Wednesday, June 24, 2015

An Assertion Is Not Its Own Proof

A few tidbits I've been mulling over lately...

It seems that we are willing to accept ideologies based on hypotheses rather than what's demonstrable. This is part of an overall point of view that allows assertions to prove themselves through "common sense" or a distorted set of personal experiences warped by time and biases. We are falsely conflating an assertion with its potential proof.

There are people who are okay with the assertions made by a person as proof of that assertion. It's the appeal to authority argument that logicians deny as being valid. But for those who use it, they also tend to attack the person who brings up something that challenges that original person's assertion. With the frame of mind that what comes out of a person's pen or mouth is proof enough of what's being declared, then the challenger is the point of attack, not the actual ideas. If we could only make ourselves pay attention to ideas rather than the people who share them, we would so much better off and nothing would be personal.

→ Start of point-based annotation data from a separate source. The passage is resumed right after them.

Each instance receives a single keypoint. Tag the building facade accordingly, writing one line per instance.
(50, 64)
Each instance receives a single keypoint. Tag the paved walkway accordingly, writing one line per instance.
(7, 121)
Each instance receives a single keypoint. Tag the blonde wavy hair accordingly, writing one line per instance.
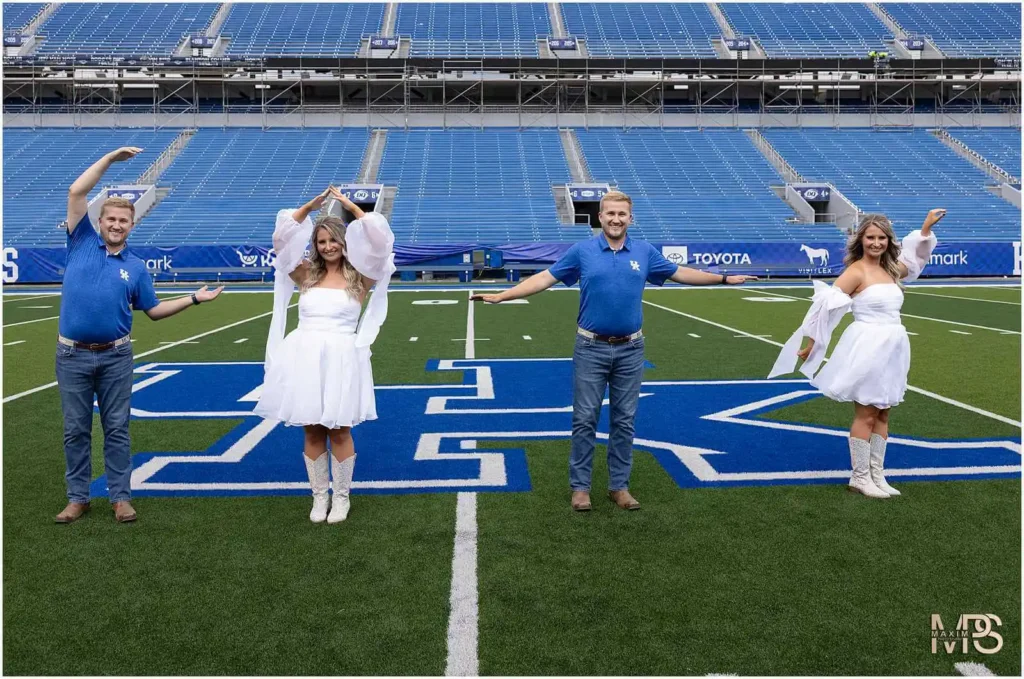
(889, 259)
(317, 266)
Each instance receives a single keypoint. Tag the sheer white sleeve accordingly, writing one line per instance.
(290, 241)
(828, 305)
(370, 248)
(915, 252)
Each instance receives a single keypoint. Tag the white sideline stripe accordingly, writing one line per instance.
(26, 323)
(945, 399)
(973, 670)
(921, 317)
(151, 351)
(970, 299)
(463, 659)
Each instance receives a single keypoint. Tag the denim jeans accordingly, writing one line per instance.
(596, 366)
(82, 375)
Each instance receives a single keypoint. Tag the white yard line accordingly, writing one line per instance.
(945, 399)
(463, 632)
(152, 351)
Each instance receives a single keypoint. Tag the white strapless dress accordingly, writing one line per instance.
(871, 359)
(318, 375)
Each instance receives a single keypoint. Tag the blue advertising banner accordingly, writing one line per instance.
(562, 43)
(383, 42)
(579, 193)
(792, 258)
(737, 44)
(814, 194)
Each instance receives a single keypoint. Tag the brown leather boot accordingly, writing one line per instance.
(624, 500)
(72, 512)
(581, 501)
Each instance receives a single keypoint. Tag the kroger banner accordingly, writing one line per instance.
(814, 194)
(794, 259)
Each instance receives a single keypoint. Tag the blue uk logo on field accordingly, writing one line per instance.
(466, 435)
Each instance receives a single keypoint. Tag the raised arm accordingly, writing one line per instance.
(531, 286)
(78, 194)
(922, 247)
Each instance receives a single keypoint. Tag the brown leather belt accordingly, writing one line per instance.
(608, 338)
(94, 346)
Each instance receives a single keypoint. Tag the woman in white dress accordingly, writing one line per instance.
(870, 362)
(320, 376)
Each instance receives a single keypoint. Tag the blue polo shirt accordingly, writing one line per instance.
(611, 283)
(99, 290)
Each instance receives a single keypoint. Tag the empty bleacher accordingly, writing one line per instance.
(470, 185)
(122, 29)
(227, 185)
(964, 29)
(317, 29)
(643, 29)
(713, 185)
(17, 14)
(479, 29)
(902, 173)
(809, 30)
(998, 144)
(40, 165)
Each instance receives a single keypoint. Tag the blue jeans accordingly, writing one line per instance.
(596, 366)
(107, 376)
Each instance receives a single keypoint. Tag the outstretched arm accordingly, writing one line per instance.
(78, 194)
(692, 277)
(531, 286)
(171, 306)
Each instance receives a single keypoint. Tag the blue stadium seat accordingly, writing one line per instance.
(901, 173)
(317, 29)
(469, 185)
(17, 14)
(809, 30)
(39, 165)
(687, 183)
(478, 29)
(964, 29)
(229, 184)
(643, 29)
(998, 144)
(123, 29)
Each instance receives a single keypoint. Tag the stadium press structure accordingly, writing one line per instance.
(750, 135)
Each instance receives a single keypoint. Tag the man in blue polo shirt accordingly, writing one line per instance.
(102, 282)
(611, 269)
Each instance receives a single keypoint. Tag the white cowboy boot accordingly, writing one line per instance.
(342, 472)
(320, 482)
(878, 465)
(860, 453)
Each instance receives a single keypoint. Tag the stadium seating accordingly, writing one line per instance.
(643, 29)
(40, 165)
(902, 173)
(809, 30)
(487, 29)
(123, 29)
(469, 185)
(998, 144)
(229, 184)
(964, 29)
(17, 14)
(713, 185)
(321, 29)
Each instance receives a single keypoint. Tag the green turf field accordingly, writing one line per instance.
(765, 580)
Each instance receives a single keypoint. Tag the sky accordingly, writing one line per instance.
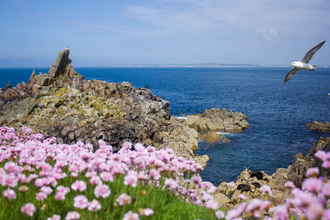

This would put humanity's advancement in overdrive.

We seem to find all kinds of ways to avoid taking responsibility for ourselves. They include the "free market" (the Invisible Hand), the Garden of Eden (no knowledge), shootings (we have to have guns, so killings are something we have to accept), "blind" justice, we must obey the Constitution (or any set of rules someone wrote down once), tradition ("we've always done it this way), it's God's will.

One of the things that keeps popping up in my head is the similarity between the privateers of the pirate era and today's one-percenters. Both use the authority of the government to take whatever they can from anyone they can.